La gestione del lavoro intermittente: compatibilità e limiti

06 Novembre 2023 |
Luca Torni

Il contratto di lavoro a chiamata (o contratto di lavoro intermittente) è il contratto mediante il quale un lavoratore subordinato, a seguito di regolare assunzione e relative comunicazioni obbligatorie, si pone a disposizione di un datore di lavoro che ne può utilizzare la prestazione lavorativa appunto in modo discontinuo o intermittente.

Sommario

Cosa si intende per discontinuità e intermittenza

Come precisato con la Circ. Min. Lav. 20/2012, la prestazione si considera discontinua anche quando resa, in forza di un contratto intermittente a tempo determinato o indeterminato, per periodi di durata significativa; tali periodi, per potersi considerare intermittenti, devono essere intervallati da una o più interruzioni, così che non vi sia esatta coincidenza tra la durata del contratto e la durata della prestazione.
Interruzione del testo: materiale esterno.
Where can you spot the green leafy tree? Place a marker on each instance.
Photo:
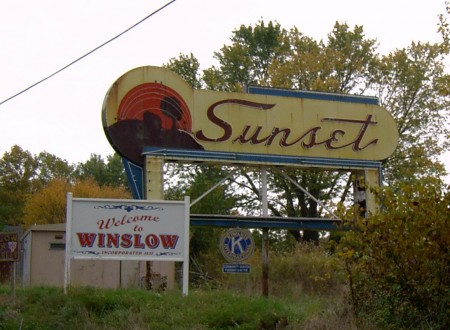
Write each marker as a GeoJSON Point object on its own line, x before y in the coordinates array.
{"type": "Point", "coordinates": [48, 205]}
{"type": "Point", "coordinates": [17, 173]}
{"type": "Point", "coordinates": [109, 173]}
{"type": "Point", "coordinates": [398, 260]}
{"type": "Point", "coordinates": [411, 84]}
{"type": "Point", "coordinates": [50, 167]}
{"type": "Point", "coordinates": [186, 67]}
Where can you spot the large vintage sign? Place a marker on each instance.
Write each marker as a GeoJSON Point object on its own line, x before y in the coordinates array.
{"type": "Point", "coordinates": [150, 109]}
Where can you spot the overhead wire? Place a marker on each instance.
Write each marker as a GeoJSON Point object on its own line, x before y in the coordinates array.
{"type": "Point", "coordinates": [88, 53]}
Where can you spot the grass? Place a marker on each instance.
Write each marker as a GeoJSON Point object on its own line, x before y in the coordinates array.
{"type": "Point", "coordinates": [307, 291]}
{"type": "Point", "coordinates": [89, 308]}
Tra l'altro, il minostero del Lavoro, con circ n. 22/2013 (c.d. vademecum), ha precisato che la norma non declina in alcun modo la nozione di discontinuità e di intermittenza, e che è dunque possibile stipulare un contratto intermittente, anche ove la prestazione sia resa per periodi di durata significativa.

È la mancata coincidenza tra la durata della prestazione svolta e quella del contratto che risulta fondamentale, al fine di individuare i presupposti della discontinuità o intermittenza.

Caratteristica principale del lavoro intermittente è l'alternarsi di fasi in cui non vi è effettiva prestazione lavorativa ma semplice attesa della chiamata da parte del datore di lavoro (la c.d. disponibilità) e fasi in cui vi ...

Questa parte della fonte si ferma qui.